Conceitualmente a computação em nuvem é um modelo de disponibilização de software e de infraestruturas de processamento e armazenamento de dados por meio da internet. O princípio da nuvem é o da virtualização total e da máxima disponibilidade dos dados.

Segundo Taurion, temos que:

“(…) Computação em Nuvem é um termo para descrever um ambiente de computação baseado em uma imensa rede de servidores, sejam estes virtuais ou físicos. Uma definição simples pode então ser “um conjunto de recursos como capacidade de processamento, armazenamento, conectividade, plataformas, aplicações e serviços disponibilizados na Internet”. O resultado é que a nuvem pode ser vista como o estágio mais evoluído do conceito de virtualização, a virtualização do próprio data center”[[i]].

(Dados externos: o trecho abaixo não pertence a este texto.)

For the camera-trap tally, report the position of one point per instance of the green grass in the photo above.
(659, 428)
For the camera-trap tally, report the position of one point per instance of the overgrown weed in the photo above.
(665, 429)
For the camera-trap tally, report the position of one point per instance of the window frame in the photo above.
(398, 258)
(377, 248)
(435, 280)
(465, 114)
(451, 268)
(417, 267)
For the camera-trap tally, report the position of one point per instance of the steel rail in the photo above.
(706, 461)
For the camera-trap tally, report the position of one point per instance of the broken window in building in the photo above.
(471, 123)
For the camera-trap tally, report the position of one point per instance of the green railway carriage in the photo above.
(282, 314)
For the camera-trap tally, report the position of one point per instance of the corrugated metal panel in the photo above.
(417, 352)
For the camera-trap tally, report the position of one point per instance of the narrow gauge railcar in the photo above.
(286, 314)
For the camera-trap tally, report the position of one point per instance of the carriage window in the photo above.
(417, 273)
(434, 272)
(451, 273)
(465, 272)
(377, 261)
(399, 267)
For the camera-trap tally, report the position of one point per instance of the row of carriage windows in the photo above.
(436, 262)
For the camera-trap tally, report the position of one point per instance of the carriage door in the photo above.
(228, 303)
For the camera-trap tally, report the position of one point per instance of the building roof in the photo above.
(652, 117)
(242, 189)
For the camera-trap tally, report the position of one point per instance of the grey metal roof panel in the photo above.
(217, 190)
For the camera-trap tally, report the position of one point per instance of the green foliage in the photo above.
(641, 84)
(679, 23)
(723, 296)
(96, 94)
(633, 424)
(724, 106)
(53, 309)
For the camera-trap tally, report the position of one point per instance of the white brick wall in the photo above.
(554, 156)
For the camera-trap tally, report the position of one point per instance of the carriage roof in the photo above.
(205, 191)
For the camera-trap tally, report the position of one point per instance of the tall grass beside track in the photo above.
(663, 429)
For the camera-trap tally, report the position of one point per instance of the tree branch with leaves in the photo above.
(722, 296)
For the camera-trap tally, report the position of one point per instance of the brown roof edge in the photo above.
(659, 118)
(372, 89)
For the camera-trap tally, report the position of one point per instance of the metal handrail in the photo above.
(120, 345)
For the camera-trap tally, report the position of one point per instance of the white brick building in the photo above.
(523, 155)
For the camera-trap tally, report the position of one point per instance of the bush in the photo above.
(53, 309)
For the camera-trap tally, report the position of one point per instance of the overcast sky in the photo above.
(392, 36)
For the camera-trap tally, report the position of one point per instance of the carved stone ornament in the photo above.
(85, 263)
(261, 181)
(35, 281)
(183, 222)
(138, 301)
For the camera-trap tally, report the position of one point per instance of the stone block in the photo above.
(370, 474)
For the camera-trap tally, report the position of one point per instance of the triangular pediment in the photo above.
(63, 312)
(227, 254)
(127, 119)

Esse modelo de serviço possui vantagens já amplamente conhecidas no mundo dos negócios e da Tecnologia da Informação, mas ainda em maturação em diferentes aspectos; como nas implicações jurídicas e em questões de coletas de dados nesse tipo de plataforma. Como em outros casos de tecnologia, há alguns problemas a serem considerados. Um dos principais refere-se a maior parte do ordenamento jurídico ser baseada nos limites físicos dos países, fato que não ocorre na computação em nuvem.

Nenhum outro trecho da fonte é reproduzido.